The problem of rebalancing an investement portfolio

linear algebra

I bought $30$ of stock $A$ at a price of 1 USD each. And 2 of sock $B$ at a price of $15$ USD each. Now 50% of my portfolio is stock $A$ ($\frac{30 \times 1}{60}$) and 50% of it is stock $B$ ($\frac{15 \times 2}{60}$). I want to keep this balance, so that each stock is 50% of my portfolio.

A month later prices changed, now $A$ costs 3 USD and $B$ costs $12$ USD. I want to rebalance my portfolio so that each stock contributes 50% of the overall value again. Under some budget $b$, how many of each stock do I have to buy to rebalance my portfolio?

This is a real life problem of mine. I am interested in a general solution: given budget $b$, stock quantities $s_1, s_2, \dots, s_n$, stock prices $c_1, c_2, \dots, c_n$, find how many of each stock to buy $s_1', s_2', \dots, s_n'$ such that each stock contributes a fixed percentage $p_1, p_2, \dots, p_n$.

I tried writing it down as a system of linear equations, but couldn't obtain a general solution from there. Important caveat is that the new obtained percentage does not have to be exact, it should be just close enough. You can't always obtain exactly 50%/50% or any other ratio.

Here's my attempt at a system of equations:
$$c_1(s_1 + s_1') + c_2(s_2 + s_2') + \dots + c_n(s_n + s_n') = S$$
$$c_i(s_i + s_i') = p_i S, \ i \in {1, 2, \dots, n}$$
$$c_1 s_1' + c_2 s_2' + \dots + c_n s_n' \leq b$$

Where $S$ is the total value.

I feel like there should be a simple and beautiful solution, but so far I have only arrived to equations where I need to guess some appropriate values. E.g for the simple problem statement above I have arrived to:
$$3 s_2' – s_1' = 16$$
From here, by substituting random values until it works, I arrive to two (of the many) solutions that restore the balance: $(s_1 = 2, s_2 = 6)$ and $(s_1 = 8, s_2 = 8)$. The problem with that I can't automate picking values until it works, and I can't run such computations every time I need to rebalance a real portfolio of 10 or more stocks.

Best Answer

Given your budget $b$ and the current value of the portfolio $v$, after rebalancing the total portfolio will have value $b+v$. Each stock $i$ should represent $p_i(b+v)$ of the portfolio.
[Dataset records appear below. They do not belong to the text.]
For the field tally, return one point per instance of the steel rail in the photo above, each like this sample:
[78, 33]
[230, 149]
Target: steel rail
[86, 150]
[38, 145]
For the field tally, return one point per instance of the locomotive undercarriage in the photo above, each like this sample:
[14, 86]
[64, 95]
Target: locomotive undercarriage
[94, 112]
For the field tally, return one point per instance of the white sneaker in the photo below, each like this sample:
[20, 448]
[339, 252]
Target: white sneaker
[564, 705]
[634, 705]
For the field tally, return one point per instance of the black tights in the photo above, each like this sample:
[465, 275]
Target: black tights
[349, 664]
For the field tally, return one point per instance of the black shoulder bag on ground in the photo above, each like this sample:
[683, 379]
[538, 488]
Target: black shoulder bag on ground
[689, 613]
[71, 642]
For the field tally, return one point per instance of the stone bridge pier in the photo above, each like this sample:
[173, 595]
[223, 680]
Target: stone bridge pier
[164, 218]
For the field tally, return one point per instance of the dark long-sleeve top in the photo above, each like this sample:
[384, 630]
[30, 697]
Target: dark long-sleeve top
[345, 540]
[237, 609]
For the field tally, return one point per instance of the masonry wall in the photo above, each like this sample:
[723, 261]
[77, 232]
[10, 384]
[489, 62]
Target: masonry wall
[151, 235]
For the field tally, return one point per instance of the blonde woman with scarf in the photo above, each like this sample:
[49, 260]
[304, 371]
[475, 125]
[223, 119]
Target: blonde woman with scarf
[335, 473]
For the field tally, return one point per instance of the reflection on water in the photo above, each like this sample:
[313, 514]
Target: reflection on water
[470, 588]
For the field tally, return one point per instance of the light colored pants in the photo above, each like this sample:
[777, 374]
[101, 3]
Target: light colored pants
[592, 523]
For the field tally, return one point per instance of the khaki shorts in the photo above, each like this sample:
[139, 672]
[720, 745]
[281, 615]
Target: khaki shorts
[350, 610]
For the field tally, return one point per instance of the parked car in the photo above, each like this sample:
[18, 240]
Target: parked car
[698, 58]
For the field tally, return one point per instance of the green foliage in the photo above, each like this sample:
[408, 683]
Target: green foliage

Buy or sell enough of it to get to this level.

In your example, $A$ is currently $90$ and $B$ is currently $24$, so $v=114$. If your budget is $36$ the new portfolio value will be $150$, so each stock should represent $75$. You need to sell $15$ worth of $A$ and buy $51$ worth of $B$ to get to balance. Note that the net cost of $51-15=36$ matches your budget.